Studio album by S'Express
- Released: 1991
- Recorded: 1989–1990
- Genre: Acid house, dance
- Length: 73:20 (US) / 66:51 (UK)
- Label: Sire / Rhythm King 9 26520-2 / 468567 2
- Producer: Mark Moore / Martin Gordon James Reynolds Ian Tregoning Pete Lorimer / William Orbit Rico Conning

S'Express chronology
| Original Soundtrack (1989) | Intercourse (1991) | Ultimate S'Express (1998) |

Singles from Intercourse
- "Mantra for a State of Mind" Released: 1989; "Nothing to Lose" Released: 1990; "Find 'Em, Fool 'Em, Forget 'Em" Released: 1991; "Find 'Em, Fool 'Em / Let It All Out EP" Released: 1992;

= Intercourse (S'Express album) =

Intercourse is the second (and to date last) studio album by English dance music act S'Express. For this release, S'Express was basically Mark Moore and Sonique with a variety of guest vocalists and musicians. It was originally released in the US in 1991 with a UK / European release following shortly afterwards.

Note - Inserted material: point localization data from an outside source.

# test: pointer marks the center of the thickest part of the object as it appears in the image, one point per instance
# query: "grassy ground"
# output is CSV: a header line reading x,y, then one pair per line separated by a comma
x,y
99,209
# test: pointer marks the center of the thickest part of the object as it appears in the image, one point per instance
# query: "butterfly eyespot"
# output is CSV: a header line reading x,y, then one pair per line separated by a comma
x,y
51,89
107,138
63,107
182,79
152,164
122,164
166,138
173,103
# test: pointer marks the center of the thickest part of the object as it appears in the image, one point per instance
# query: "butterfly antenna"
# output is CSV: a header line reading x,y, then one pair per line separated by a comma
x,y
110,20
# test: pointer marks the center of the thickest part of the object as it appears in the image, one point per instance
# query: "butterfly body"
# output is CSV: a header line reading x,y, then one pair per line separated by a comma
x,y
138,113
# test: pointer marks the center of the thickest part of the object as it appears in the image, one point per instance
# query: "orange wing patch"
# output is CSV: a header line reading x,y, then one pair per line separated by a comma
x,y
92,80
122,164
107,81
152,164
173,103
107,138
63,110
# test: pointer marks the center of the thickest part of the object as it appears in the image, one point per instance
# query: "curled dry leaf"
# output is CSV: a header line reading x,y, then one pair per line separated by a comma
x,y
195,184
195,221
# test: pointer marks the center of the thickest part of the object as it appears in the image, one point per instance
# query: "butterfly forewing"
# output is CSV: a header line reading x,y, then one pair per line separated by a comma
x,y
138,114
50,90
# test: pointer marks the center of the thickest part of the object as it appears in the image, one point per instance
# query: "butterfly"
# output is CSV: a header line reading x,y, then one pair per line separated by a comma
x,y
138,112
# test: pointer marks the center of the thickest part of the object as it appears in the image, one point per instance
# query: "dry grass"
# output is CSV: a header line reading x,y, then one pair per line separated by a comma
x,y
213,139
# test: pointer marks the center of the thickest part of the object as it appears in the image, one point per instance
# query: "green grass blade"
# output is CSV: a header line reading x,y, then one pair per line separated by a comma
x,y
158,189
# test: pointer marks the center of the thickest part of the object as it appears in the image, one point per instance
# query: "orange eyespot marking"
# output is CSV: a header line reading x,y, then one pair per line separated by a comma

The track listing varied considerably between the two territories but with neither release enjoying chart success. Four singles were released from the album over a period of three years, the earliest of which - "Mantra for a State of Mind" was the biggest hit, reaching #21 on the UK Singles Chart.

Professional ratings
Review scores
| Source | Rating |
| AllMusic |  |
| Calgary Herald | B |

==Critical reception==
Dave Obee from Calgary Herald wrote, "Formerly a sextet - really - S`Express is down to the duo of Mark Moore and a singer named Sonique - again, really. Moore is, allegedly, the brains behind the band, but Sonique is the real story. Her sultry, soaring voice - reminiscent almost of Boy George's - can handle a wide variety of material, all based on a dance beat. When she`s not singing, the disc offers solid dance music with occasional flashes of brilliance. When she is, the clouds part and the sun shines through. And soon, she`ll have us all dancing to "Twinkle, Twinkle, Little Star". Yes, really."

==Track listing==
===US CD (9 26520-2) ===
Source:
1. "Nothing to Lose" - 6:45 *
2. "Trumpets" - 6:52
3. "Find 'Em, Fool 'Em, Forget 'Em" - 4:48
4. "Twinkle (Step into My Mind)" - 5:45
5. "Nervous Motion" - 6:35
6. "Find Time to Be Yourself" - 4:03
7. "What Does it Take?" - 6:03
8. "Supersonic Lover" - 5:20
9. "Brazil" - 4:29
10. "Mantra for a State of Mind" (Club Vocal) - 8:47
11. "Twinkle (Step into My Mind)" (Psychotronic Mix) - 7:03
12. "Nervous Motion" (Gurls Mix) - 6:35

  - A second US pressing replaced this version with the 2:54 Single Mix (taken from the US 9 track CD single) of 'Nothing To Lose'. The album catalogue numbers are identical although the CD matrix numbers differ - 1 26520-2 RE-1 SRC+01 for the 2:54 Single Mix and 1 26520-2 SRC=02 for the regular 6:45 version.

===UK LP & CD (468567 1/2) ===
Sources:
1. "Nothing to Lose" - 6:45
2. "Trumpets" - 6:52
3. "Find 'Em, Fool 'Em, Forget 'Em" (Wondere(s)que Mix) - 3:32
4. "Twinkle (Step into My Mind)" (Psychotronic Mix) - 7:03
5. "Nervous Motion" - 6:05
6. "Find Time to Be Yourself" - 4:03
7. "I Like It" - 6:41
8. "Supersonic Lover" - 4:33
9. "Brazil" - 4:29
10. "Mantra for a State of Mind" (Club Mix) - 8:47 *
11. "Find 'Em, Fool 'Em, Forget 'Em" (The Eighth Out Mix) - 7:47 *

  - CD bonus tracks. The booklet lists the timings for these tracks in the wrong order.

==Notes==
- The UK and US regular versions of "Nervous Motion" are, although not identified as such, different mixes.
- "Supersonic Lover" is edited for the UK release.
- The 'Club Mix' and 'Club Vocal' versions of "Mantra for a State of Mind" are identical.